Pope Gregory declared that a council could be useful only under a Catholic prince. Pius II. forbid an appeal to a council. Julius II. interdicted the assembling of one after it had been summoned. When the united voice of princes and subjects compelled Pius VII. to call a council, he nullified his own summons by neglecting to fit the time for its meeting. When a critical state of public affairs had led Pope Paul to imagine that he could shape the proceedings of an inspired council according to his private interest, he convoked the Council of Trent; but finding his intrigues inadequate to his ambition, he induced his legates to exhaust its time in frivolous ceremonies and useless excursions. When the Council of Pisa obliged Alexander VII. to pledge his word to prosecute certain specified reforms, he adopted no measure in compliance with his word. When the Council of Basle enacted decrees of reform, the artifice of Pope Eugenius rendered them of no avail. When the Council of Constance, after deposing three rival popes, elected Martin V. in consideration of the zeal with which he had advocated church reform, it was soon apparent that his zeal for reform was his ambition to be elevated to the papal throne, and that it all had expired as soon as his election was secure. Pope Pius denounced the reforms which Joseph II., of Austria, proposed to introduce into his kingdom, and adopted every expedient to counteract them: When the tyranny and profligacy of the monastic orders had awakened the indignation of all Christendom, the vicar of Christ, by means of bulls, anathemas and intrigues, defended them with ferocious zeal. When the Jesuists were banished from England for treasonable machinations, from Italy for profligacy, from Portugal for attempts at assassination, and from the other parts of Europe for execrable conduct, the popes not only defended, but recommended them as the most pious and useful members of the church. When the papal throne was restored by England, a heretic, and Russia, a schismatic, in conjunction with the Catholic powers, after it had been abolished by France, the pope, in defiance of the wishes and resolutions of his liberators, and in violation of the obligations of honor and gratitude, restored the barbarous inquisition, the obnoxious order of the Jesuists, and the superstitious practices of the dark ages.

The holy mother, indeed, has given birth to little besides monstrosities. The features and principles of her offspring cast a dark suspicion on her chastity. They usually wear the lineament, if not the cloven foot of the arch-fiend. Ambition, duplicity, treachery, viciousness, and immorality are deeply featured in their countenances, and some of them seem to be an incarnation of every crime that could entitle a human being to be considered as the offspring and heir of hell. If there were some honorable exceptions, they were like stars on a stormy night, obscured by the heavy mist through which they shone.
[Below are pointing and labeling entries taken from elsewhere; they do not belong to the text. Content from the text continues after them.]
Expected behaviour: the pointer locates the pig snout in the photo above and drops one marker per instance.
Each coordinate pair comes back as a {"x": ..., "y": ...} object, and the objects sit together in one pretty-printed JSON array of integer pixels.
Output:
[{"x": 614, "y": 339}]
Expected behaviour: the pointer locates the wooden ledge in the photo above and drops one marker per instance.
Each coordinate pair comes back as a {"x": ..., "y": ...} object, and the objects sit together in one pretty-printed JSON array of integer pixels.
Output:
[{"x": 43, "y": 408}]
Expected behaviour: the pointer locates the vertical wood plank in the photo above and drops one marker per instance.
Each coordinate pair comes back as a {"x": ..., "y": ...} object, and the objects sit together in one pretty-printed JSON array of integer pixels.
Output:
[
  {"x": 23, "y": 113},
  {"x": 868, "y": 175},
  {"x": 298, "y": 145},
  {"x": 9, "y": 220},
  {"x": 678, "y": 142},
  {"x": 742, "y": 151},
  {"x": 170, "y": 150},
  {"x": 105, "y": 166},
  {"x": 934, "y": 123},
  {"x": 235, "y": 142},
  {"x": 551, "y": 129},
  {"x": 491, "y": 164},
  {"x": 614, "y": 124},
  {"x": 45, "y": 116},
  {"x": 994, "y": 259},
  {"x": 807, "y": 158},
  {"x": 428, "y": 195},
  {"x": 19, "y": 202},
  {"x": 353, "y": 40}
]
Some popes, it is true, have been great governors; men of great foresight and enterprise; men who, looking beyond their age, have prepared measures that have successfully met future exegencies; but their sagacity has been quickened by ambition and avarice; and their great talents have been wasted on duplicity and intrigue. The less exceptionable of them have acknowledged and deplored the corruption of the Holy See; but they seem to think it is incurable, for their hopes of the future are always darkened by the recollection of the past. Hence we hear Nicholas V., as he bestowed an office on the worthy, say: "Take this, you will not always have a Nicholas to bestow a gift on the ground of merit."